The Council is redeveloping the current Bearsden site as part of a £42.5 million investment - including a new, state-of-the-art sports and leisure complex, as well as a support centre for adults with learning disabilities.
The ‘Allander’, situated in the Northern Glasgow suburb of Bearsden, has been a recreational hub for the community for over 40 years. In this time it’s been the backdrop to school swimming galas, football birthday parties, world-class indoor bowl events, nightly squash challenges, coffee mornings and fetes.
Kelvinbank Adult Resource Centre in Kirkintilloch has provided Day Care to Adults with learning challenges for a similar period of time, providing crucial support to families throughout East Dunbartonshire.

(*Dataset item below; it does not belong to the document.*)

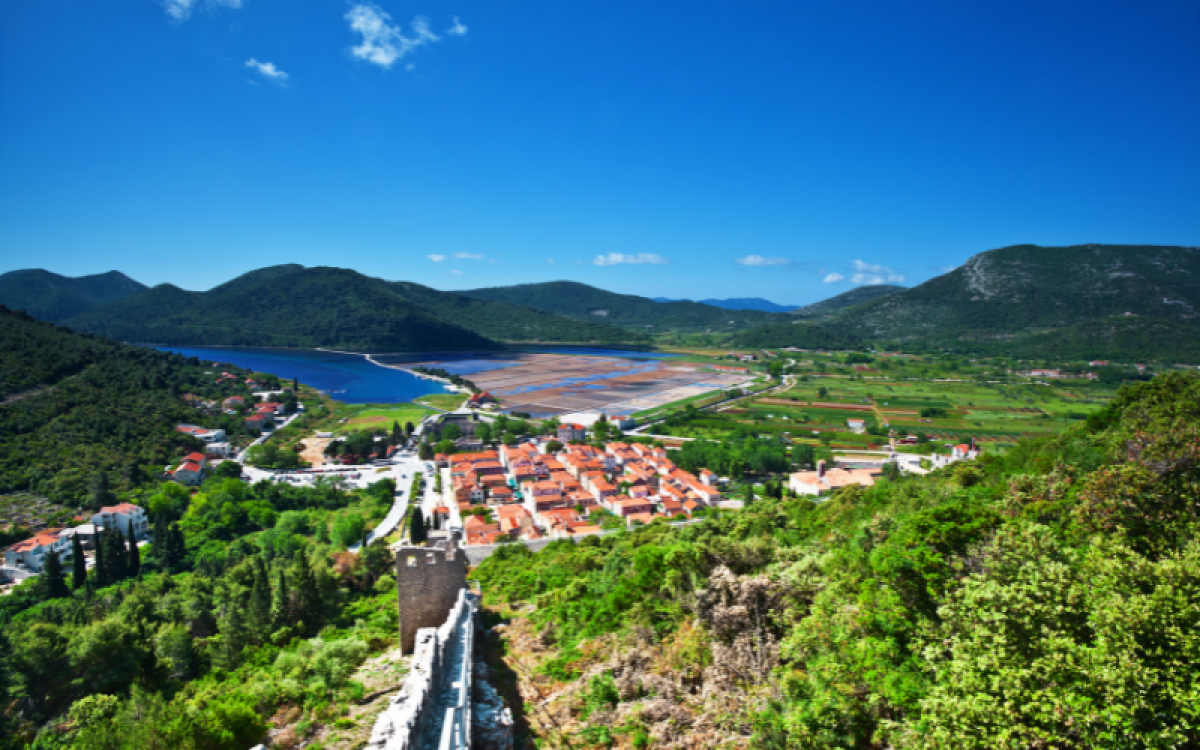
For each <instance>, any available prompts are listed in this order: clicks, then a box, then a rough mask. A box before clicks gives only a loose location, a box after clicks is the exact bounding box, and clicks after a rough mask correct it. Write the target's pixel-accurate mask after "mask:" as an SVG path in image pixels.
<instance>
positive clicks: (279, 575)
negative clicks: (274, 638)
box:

It is home from home for the Centre patrons, where their extended families take time to care and encourage, play and learn – or simply listen and chat.

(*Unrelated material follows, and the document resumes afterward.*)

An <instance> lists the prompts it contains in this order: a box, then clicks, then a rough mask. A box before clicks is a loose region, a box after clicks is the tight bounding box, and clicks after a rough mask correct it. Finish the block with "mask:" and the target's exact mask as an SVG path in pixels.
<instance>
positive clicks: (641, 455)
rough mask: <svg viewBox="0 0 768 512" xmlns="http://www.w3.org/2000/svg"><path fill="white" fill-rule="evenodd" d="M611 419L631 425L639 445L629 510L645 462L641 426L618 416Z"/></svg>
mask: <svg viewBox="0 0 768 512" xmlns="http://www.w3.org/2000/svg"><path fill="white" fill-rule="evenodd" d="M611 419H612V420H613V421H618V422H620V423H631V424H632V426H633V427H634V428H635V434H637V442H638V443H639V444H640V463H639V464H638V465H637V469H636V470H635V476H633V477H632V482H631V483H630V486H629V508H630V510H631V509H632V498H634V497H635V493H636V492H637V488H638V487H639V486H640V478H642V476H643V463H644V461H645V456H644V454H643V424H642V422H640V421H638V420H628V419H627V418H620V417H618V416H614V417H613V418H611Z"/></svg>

What both of these facilities have in common is that their role extends beyond the core Program – they are at the heart of communities they serve and play a key role in people’s lives.
In direct partnership with the Council, Holmes Miller devised a strategy to bring these facilities together and form a Community hub with inclusivity as its standard-bearer. EDC and HM saw an opportunity to break down barriers by combining a Day Care Centre with a Leisure Centre to unlock a host of new opportunities for those living with dementia, autism and physical disabilities.

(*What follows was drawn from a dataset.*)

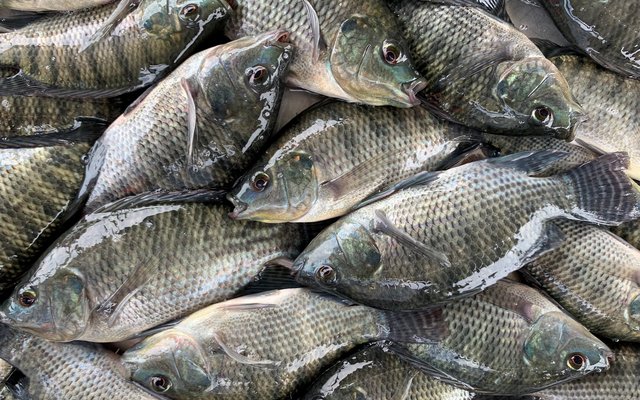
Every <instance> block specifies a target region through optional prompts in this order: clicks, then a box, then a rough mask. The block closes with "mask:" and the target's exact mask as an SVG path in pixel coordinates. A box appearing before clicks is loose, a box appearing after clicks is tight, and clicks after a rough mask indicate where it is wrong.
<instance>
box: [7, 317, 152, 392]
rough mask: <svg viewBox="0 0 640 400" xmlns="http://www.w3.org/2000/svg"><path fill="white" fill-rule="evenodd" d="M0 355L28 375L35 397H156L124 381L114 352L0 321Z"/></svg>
mask: <svg viewBox="0 0 640 400" xmlns="http://www.w3.org/2000/svg"><path fill="white" fill-rule="evenodd" d="M0 358H2V359H4V360H6V361H7V362H9V363H10V364H12V365H14V366H15V367H17V368H18V369H20V371H22V372H23V373H24V374H25V375H27V377H28V378H29V386H28V390H29V395H30V396H33V398H34V399H43V400H44V399H46V400H69V399H95V400H113V399H130V400H151V399H157V397H155V396H154V395H152V394H150V393H148V392H146V391H145V390H144V389H142V388H140V387H139V386H137V385H135V384H133V383H132V382H131V381H129V380H127V374H126V370H125V368H124V366H123V364H122V363H121V362H120V359H119V358H118V357H117V356H116V355H115V354H112V353H109V352H107V351H106V350H104V349H102V348H100V347H99V346H96V345H92V344H87V343H74V344H62V343H51V342H48V341H46V340H44V339H40V338H38V337H36V336H32V335H29V334H26V333H22V332H18V331H15V330H12V329H10V328H9V327H7V326H5V325H1V324H0Z"/></svg>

Holmes Miller hosted a series of community/stakeholder charettes and discussions with users of both facilities, to which we listened and understood their aspirations. The proposals are a direct product of that 12-month consultation and ensure that the People have shaped the design of their building.
The new Day Care Centre within the scheme will offer best in class facilities, following the Health and Social Care best practice, with an internal layout that reflects a curated program. Sensory and production garden areas will compliment this offer and give patrons a holistic experience catered to their needs. A social enterprise in the form of a food production business will be housed within the Day Care Centre training kitchen, providing patrons a means to serve the community themselves.
The building will also contain hydrotherapy and training pools with moveable floors which will offer up wide range of rehabilitative options to Day Care users.
Accommodation on the Leisure side will reflect changing trends in sport and recreation with multi-purpose recreational spaces throughout the building. These are designed to give the operator room to flex depending on demand throughout the calendar, catering for the school curriculum and local sports club requirements.
The overall result is a people-focused design that seeks to create synergies between sport, culture, and mental health as a welcoming Civic building with a timeless aesthetic.